No one really disputes the lethality of anorexia. Anorexia is the most deadly of addictions and long before death,…. the compromised brain, body, and low levels of functionality are devastating.
Eating disorders can be as crippling and fatal as just about any toxic chemical.
In 2003, I read read a significant amount of ED literature. My goal was to integrate, in a more overt fashion, the art therapies into eating disorder treatment. While browsing, I found a reference to the work of Wooley SC and Wooley OW (1985). Their long-term success rates, caused me to sit straight up in my chair. I nearly dropped my book.
Although stunned by their results, at first I could not determine a differential between their work and mine. Their treatment approach was an integrated program of psychodynamic, experiential, educational, and behavioral interventions. This was not an unusual approach in the decades that followed them. In addition, their focus on body image was very similar to mine,…. except in one important way.
The difference, from what I could tell, was how much and how often they focused on body image experientially.
This made good sense to me. First of all, the greater the body image distortion, the greater the psychopathology.
The slide posted above reveals four drawings, during a period of six weeks, by one client. There are two life-sized silhouette mandalas (body maps), and two blind contour self-portraits.
The client’s statements and art work titles, in order of the dates of the drawings were, “Anxious Peace, I am too thin,” “I look more grown up when I am angry” (The client was angry with this author for insisting that she participate in the exercise even if she was uncomfortable), “I am not for sale, I am not even a real blonde,” and, “What have I done to myself, is this me?”.
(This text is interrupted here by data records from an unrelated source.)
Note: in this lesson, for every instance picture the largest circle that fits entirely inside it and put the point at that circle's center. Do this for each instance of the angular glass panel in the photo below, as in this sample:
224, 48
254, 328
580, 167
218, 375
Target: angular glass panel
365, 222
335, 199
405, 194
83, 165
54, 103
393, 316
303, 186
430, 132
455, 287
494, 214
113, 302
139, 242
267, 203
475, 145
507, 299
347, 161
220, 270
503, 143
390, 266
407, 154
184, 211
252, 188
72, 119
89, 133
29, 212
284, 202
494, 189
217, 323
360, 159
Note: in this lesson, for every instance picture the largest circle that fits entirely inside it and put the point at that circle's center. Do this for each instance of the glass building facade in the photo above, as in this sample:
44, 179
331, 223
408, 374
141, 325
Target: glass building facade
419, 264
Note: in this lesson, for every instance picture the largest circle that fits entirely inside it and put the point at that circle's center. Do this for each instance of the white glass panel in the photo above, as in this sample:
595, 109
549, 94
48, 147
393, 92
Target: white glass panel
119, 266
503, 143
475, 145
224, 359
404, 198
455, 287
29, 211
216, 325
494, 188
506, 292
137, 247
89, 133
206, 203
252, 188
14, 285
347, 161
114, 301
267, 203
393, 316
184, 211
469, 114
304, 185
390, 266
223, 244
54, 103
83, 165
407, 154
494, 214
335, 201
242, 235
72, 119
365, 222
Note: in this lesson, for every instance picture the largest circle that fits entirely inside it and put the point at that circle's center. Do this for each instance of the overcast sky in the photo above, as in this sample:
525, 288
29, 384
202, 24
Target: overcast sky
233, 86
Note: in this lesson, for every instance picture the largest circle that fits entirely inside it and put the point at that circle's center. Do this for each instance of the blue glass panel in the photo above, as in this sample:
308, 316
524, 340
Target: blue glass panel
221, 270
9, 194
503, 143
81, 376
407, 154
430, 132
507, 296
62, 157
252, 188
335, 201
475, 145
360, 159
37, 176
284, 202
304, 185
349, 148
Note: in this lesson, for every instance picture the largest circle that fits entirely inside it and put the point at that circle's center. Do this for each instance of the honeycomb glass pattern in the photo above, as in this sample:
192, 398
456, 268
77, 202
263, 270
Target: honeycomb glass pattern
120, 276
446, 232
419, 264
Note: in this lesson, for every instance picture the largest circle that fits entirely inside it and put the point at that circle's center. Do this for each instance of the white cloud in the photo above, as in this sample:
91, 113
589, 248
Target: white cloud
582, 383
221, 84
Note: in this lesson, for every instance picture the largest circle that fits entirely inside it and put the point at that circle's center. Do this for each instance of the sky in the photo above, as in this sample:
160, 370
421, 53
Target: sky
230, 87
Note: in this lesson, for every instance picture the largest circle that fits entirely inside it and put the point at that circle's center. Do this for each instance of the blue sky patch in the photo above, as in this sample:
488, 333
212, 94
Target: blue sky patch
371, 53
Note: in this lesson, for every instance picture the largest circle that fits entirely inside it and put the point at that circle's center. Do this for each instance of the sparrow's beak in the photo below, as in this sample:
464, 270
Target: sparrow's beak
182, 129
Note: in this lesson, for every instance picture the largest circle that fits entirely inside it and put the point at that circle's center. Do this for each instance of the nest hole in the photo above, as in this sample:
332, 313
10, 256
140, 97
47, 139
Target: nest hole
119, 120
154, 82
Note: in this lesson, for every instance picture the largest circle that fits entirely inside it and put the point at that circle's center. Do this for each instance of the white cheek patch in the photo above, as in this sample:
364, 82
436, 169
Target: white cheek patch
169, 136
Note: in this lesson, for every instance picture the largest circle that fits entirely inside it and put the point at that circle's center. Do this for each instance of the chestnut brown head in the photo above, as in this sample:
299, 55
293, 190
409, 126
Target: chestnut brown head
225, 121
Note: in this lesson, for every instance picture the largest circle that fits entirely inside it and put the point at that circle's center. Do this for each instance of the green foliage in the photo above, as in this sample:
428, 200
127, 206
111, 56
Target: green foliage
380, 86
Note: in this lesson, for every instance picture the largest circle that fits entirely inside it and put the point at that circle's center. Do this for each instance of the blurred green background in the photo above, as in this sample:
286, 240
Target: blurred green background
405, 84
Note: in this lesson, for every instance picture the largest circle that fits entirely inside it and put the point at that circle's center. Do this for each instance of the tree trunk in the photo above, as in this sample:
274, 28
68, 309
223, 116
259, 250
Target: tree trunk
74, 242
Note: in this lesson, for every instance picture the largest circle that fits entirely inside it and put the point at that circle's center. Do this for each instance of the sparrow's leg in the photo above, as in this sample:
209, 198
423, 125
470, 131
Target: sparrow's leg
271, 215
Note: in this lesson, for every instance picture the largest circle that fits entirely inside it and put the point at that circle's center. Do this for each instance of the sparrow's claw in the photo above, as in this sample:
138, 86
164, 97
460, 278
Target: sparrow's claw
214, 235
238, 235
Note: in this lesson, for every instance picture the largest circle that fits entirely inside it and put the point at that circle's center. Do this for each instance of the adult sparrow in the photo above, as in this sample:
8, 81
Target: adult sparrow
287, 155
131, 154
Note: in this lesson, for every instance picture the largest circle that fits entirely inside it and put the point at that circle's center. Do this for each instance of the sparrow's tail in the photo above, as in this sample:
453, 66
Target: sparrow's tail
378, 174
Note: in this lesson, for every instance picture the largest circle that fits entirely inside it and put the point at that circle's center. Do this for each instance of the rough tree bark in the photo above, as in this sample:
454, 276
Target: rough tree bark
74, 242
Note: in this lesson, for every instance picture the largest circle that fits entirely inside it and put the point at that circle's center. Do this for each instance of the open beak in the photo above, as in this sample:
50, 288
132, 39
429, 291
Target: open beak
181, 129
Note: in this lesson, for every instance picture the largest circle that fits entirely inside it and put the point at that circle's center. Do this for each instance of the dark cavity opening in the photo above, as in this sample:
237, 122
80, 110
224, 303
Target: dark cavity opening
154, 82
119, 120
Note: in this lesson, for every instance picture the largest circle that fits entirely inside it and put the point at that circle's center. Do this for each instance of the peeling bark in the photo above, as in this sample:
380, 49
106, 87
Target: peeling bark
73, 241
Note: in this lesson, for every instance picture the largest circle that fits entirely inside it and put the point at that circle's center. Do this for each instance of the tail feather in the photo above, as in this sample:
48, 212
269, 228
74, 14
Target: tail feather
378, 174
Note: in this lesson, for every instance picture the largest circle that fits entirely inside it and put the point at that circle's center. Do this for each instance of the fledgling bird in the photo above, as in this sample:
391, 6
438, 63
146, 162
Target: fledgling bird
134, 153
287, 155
A select few of statements made by other clients include: “I never knew my body was in proportion, I will never let anyone shame me again for my weight” (for being Rubenesque), “I didn’t know that I look like a little girl,” “I look like I want to die,” and, “I am so afraid of life, I hide by wasting away”.
The clients above came to their conclusions on their own, during the drawing exercises, without prompting by me.
We all know that insight alone is not curative, many people have died of a self-acknowledged addiction.
Yet, neither therapy or the 12-steps can begin to have a true healing impact until the denial is broken. It is at this point, the point when the denial is broken, that a person is better able to ask for and receive help.
How much better to let paint and image be confrontational (the interventionist), so that the therapist is able to remain aligned with and supportive of the client throughout their awakening.